According to the latest survey of single Millennials (remember that this includes our 18 year olds) over 1/3 of this demographic had sex before they decided if they want to spend time with that person!  It is as if the act of sex is an interview for compatibility.  Sex is no longer considered the intimate part of the relationship.

Like it or not our kids are not only being influenced by their peers, but if they have teachers and coaches they look up to, they are being influenced by them as well.  If the teacher or coach is in the under 34 age range and is single, they fall in that Millennial generation of values.

A mom recently shared a story about what was happening in their high school.  A contracted school nurse, a Millennial, had an open door policy especially for the athletes.  She would openly coach these boys on “how to get the girl” and would even go as far as arrange dates for these kids.  She was seen hooking kids up at the mall and sometimes hanging out with them.  

Think of the influence.

Like it or not the values of these adult figures will greatly impact how our kids see the world.

We need to remember that the world our kids live in is not the world we grew up in.

So what can you do to counter the culture in a way that will better align your tweens and teens values with your family values?

  1. Stay on your knees – daily.  And be sure to tell your kids that you are praying for them.
  2. Share articles like the one linked above.  Kids need to know what they will face in the world and what your values are.  Talk about the world they live in.
  3. Talk to them early.  Too many times as parents we fail to have these conversations early enough.  If your kid knows what sex is, then stories like this as well as sex or dating on TV and in movies is a great place to start.  What I hear most often from parents is that they waited too late because they wanted to protect their child’s innocence.  It is more important to talk to them young when they are willing to listen and learn from you.  
  4. Share what Scripture has to say.  If kids have a good relationship with you and a solid foundation for their values, they are more likely to stand up to the influences around them.
  5. Be honest with your kids.  Tell them your concerns about their future.  Share your regrets or some of the regrets of your friends or family members.  
  6. Role play.  If your kids are willing, role play situations they might find themselves in or maybe some they have already been in.  Teach them the skills and build their confidence to counter the peer pressure.
  7. Build relationship.  Even though our kids are reaching for independence, if we choose to interact with them in a respectful manner, the relationship will still be maintained and our kids will want to emulate us.

Deuteronomy 6:7

You shall teach them diligently to your children, and shall talk of them when you sit in your house, and when you walk by the way, and when you lie down, and when you rise.  

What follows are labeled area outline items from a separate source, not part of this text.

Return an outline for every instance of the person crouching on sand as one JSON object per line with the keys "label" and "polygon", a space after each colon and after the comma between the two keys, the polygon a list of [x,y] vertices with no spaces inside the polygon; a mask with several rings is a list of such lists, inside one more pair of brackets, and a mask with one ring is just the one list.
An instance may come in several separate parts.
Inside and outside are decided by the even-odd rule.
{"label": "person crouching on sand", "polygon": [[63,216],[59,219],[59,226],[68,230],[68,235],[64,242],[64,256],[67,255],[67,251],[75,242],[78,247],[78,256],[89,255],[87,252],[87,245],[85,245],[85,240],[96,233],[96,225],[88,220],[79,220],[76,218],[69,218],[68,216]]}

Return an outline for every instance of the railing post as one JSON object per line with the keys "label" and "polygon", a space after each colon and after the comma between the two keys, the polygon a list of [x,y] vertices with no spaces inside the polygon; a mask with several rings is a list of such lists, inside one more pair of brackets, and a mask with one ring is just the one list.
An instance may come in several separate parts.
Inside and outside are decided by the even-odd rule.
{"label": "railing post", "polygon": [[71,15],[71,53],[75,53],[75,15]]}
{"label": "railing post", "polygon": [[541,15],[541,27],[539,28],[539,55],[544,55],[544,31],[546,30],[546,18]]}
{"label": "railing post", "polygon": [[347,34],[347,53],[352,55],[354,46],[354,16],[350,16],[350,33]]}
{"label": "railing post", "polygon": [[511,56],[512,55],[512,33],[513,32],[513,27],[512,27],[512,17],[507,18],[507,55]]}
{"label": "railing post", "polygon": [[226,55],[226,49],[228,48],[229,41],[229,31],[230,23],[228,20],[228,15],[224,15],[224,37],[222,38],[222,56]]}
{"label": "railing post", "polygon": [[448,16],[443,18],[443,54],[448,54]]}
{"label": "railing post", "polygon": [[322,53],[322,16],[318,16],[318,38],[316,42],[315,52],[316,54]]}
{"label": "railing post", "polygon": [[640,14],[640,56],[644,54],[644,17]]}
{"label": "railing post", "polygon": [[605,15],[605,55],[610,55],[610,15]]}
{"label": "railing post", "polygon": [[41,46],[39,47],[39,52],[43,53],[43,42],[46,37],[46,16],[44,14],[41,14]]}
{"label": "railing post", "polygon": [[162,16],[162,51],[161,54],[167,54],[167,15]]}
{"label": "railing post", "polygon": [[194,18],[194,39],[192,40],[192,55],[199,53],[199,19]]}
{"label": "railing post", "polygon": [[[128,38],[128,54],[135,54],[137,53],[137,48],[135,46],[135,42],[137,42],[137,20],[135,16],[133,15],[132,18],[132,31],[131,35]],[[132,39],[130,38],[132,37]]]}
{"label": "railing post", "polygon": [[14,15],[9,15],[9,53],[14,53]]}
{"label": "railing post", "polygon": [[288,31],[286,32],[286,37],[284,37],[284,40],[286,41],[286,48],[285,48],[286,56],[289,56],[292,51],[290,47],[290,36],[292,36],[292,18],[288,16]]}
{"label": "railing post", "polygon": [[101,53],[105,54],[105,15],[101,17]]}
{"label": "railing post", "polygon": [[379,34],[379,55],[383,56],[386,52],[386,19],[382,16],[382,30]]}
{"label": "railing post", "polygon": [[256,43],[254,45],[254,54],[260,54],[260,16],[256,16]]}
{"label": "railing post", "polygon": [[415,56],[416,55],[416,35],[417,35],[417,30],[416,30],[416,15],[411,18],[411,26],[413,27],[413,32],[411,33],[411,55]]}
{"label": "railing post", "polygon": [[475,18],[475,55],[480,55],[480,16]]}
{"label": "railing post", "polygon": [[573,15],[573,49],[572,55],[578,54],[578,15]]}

Last night my husband and I were watching a Netflix episode of a police drama.  One of the single dad cops was trying to figure our who was targeting a swim suit fashion model.  Of course, the cop kills the guilty party and becomes the hero, but as the show comes to the finale, all the models start parading their bikini’s in a runway fashion show. And to my surprise, the cop’s 11 year old daughter is welcomed to the event with open arms and gets paraded backstage to hang out with the models in their dressing room.

And my thought became–“What parent in their right mind would do that?”

It is easy to get caught up in the world’s value system and the excitement of opportunity.  As parents it is easy to get sucked into what other parents allow their kids to do without thinking of future impact.  Letting go is not easy when the culture is encouraging a different mindset, but respectful communication can strengthen the odds that they’ll embrace your values.

Dare you to pay attention to who is influencing your kids and counter their culture with your influence by having discussions before the world does.